Entre nacho y nacho veíamos a Hazard, Ribery y compañía hacer diabluras y a sus seguidores vivir con intensidad el partido. Nosotros, al ser bastante imparciales en este caso, lo vivíamos con mucha más tranquilidad. Pero me llamó mucho la atención un hombre de unos 60 años que teníamos al lado. Intuí que era alemán dado que llevaba la camiseta del Bayern con «Lahm 21» detrás. El hombre estaba muy tranquilo, apenas se inmutaba. Me sorprendió que estuviese solo.
El partido seguía y vimos con Ribery empataba el partido al empezar la segunda.

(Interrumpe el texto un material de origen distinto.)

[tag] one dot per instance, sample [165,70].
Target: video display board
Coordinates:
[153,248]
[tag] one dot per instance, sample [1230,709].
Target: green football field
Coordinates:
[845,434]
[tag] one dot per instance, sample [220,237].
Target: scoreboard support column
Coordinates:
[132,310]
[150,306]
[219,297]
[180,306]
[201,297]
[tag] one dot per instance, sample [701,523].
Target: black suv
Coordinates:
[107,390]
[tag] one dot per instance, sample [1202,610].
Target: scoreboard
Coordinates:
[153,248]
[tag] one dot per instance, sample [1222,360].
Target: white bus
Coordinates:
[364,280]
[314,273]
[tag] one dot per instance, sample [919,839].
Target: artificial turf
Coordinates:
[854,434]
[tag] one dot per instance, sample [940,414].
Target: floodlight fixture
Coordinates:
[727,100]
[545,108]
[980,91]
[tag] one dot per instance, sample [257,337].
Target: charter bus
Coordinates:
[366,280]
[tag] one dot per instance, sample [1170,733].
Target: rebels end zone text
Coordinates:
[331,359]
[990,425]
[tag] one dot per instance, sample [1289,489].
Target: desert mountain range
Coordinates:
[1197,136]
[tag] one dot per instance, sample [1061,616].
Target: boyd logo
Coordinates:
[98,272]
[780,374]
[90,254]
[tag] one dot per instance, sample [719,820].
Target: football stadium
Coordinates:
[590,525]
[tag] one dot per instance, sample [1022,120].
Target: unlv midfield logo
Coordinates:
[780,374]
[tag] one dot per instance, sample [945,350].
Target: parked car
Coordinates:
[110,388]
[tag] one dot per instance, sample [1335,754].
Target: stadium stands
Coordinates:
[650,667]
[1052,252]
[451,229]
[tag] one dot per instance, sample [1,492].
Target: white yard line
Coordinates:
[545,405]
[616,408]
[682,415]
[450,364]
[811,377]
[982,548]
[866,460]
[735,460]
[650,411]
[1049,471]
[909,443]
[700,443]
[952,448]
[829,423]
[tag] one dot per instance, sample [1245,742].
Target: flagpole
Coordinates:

Ahí estaba Pep, nuestro Pep, celebrando con rabia ese empate. En realidad nos tiraba bastante el Bayern por el hecho de preferir que Guardiola le ganase el título a Mou, además de Thiago (que por desgracia Praga se quedaría sin ver su magia al estar lesionado) y Javi Martínez, pero también le teníamos cariño al Chelsea por Torres, Mata y Azpilicueta. Con el 1-1 si que saltó el hombre de mi lado y lo celebró sonriendo y agitando los puños, aunque sin abrir prácticamente la boca.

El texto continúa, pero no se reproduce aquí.